A second popular model of classroom management is articulated by Rudolf Dreikurs (1968). This model is based on earlier work by German psychiatrist Alfred Adler, and relies on the notion that students’ misbehavior is an outgrowth of their unmet needs. One of the underlying assumptions of the model is that all students desire and need social recognition. When this need is not fulfilled, students exhibit a hierarchy of misbehaviors based on what Dreikurs refers to as “mistaken goals.”

Dreikurs holds that when a student’s need for recognition is unmet, that student will first display attention-seeking behaviors. If those behaviors do not result in the desired recognition, the student will attempt to engage teachers in power struggles. If this bid for power still leaves the student without the desired recognition, the student may focus on issues of fairness and attempts to exact revenge. If this behavior is unsuccessful, the student may finally resort to “displays of inadequacy” (Dreikurs Grunwald, and Pepper 1998, 24-25) where he or she appears to simply give up and disengage.

Where the Assertive Discipline model of classroom management emphasizes the importance of teacher imposed structure in the classroom, the Driekurs model emphasizes the importance of assisting students in meeting their innate need to gain recognition and acceptance. Even when a teacher strives to establish a classroom where all students feel recognized and accepted, it is likely that some misbehavior will occur. In those cases, Dreikurs advocates for the application of logical consequences (Dreikurs and Grey 1968), which are consequences that have a clear and logical connection to the misbehavior and have been discussed and agreed upon with the student before applied. An example of a logical consequence for a student who disrupts others during class might be that the student will be isolated from the group until he or she agrees to rejoin the group without disruption.

A logical consequence is different from a natural consequence in that natural consequences occur without teacher planning or discussion with the student. Although logical consequences should be clearly related to the misbehavior, they also require active planning and conscious application.

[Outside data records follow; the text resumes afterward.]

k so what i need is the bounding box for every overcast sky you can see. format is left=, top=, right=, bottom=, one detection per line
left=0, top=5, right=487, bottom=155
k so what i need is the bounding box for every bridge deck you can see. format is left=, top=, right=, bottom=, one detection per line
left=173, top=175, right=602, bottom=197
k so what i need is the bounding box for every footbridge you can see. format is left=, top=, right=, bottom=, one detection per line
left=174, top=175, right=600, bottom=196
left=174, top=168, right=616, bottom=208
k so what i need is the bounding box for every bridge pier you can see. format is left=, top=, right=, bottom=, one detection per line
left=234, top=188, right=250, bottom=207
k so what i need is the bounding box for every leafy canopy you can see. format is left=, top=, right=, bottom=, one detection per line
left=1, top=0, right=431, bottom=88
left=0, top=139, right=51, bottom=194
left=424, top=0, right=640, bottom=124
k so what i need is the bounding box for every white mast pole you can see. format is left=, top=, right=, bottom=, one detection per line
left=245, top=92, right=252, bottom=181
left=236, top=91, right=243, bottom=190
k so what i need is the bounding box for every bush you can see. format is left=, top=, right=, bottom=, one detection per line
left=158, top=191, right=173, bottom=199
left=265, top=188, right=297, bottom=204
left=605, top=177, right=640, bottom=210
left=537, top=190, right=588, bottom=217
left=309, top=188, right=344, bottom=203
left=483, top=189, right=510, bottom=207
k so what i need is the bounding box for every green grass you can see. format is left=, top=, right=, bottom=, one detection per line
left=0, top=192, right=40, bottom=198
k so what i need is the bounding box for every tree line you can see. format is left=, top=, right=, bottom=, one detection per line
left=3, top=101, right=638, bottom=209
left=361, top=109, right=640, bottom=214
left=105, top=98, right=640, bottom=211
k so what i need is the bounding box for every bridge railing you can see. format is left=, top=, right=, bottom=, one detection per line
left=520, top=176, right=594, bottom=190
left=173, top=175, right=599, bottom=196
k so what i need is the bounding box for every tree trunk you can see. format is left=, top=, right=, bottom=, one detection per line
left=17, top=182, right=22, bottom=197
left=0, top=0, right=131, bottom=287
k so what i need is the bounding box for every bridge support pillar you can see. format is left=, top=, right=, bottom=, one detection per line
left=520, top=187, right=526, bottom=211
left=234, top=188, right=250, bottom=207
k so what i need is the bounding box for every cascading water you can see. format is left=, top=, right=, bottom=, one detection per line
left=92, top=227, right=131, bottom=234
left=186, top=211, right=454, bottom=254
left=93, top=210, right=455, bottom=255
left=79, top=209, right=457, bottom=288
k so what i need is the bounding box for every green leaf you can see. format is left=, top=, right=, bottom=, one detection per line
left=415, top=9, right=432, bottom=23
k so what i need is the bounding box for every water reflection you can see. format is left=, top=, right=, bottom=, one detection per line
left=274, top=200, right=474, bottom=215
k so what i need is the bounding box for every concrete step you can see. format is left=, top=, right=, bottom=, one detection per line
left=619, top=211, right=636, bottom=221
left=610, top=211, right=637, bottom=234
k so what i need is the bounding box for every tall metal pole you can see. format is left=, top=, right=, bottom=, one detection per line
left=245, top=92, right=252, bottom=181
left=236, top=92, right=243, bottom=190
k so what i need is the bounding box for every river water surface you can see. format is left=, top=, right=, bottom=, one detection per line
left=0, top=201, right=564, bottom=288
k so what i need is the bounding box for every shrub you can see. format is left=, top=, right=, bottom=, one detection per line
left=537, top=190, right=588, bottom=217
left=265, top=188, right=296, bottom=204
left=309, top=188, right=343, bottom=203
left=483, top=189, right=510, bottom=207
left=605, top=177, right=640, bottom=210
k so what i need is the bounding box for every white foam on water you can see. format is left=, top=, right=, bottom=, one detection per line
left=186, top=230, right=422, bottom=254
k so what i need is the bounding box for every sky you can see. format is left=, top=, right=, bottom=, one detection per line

Although the use of logical consequences to respond to misbehavior is an important element of Dreikurs model, the real strength of the model lies in its emphasis on preventing misbehavior. Although this emphasis on prevention is a common thread among all the models described here, Dreikurs model is unique in th prevention is based on developing positive relationship with students so that they can feel accepted.

Application In the Classroom

The principles espoused by Dreikurs can be applied in many middle and high school classroom situations. For example, during a high school English class, a student may be sitting at his desk listening to music while wearing headphones. If the teacher demands that the student remove the headphones and turn off the music, the student may respond by smiling at the teacher and refusing to follow directions. Additional demands by the teacher may result in continued defiance and increased silliness on the part of the student. In this case, the teacher has merely fueled the student’s acting out to gain both attention (from peers as well as the teacher) and power.

According to Dreikurs, teachers should always avoid power struggles with students. A better approach would be for the teacher to ignore the headphones and try instead to work the student into some sort of leadership role, like helping the teacher take roll, proofreading an answer key or writing the day’s homework assignment on the overhead. If the student’s mistaken goal is to gain a sense of power, then teachers should look for productive ways to allow that student to feel powerful and consequently valued and recognized.

Attempting to “put a student in his place” will only increase that student’s feelings of neglect or inferiority and lead to increased acting out.

The distribution of logical consequences can also be applied to the example of the student listening to music on Headphones. After class, the teacher could conference with the student about what an appropriate consequence for wearing headphones during class might be.

One conceivable consequence would be for that student to make up the amount of class time he missed (by not being able to hear the teacher) during lunch time.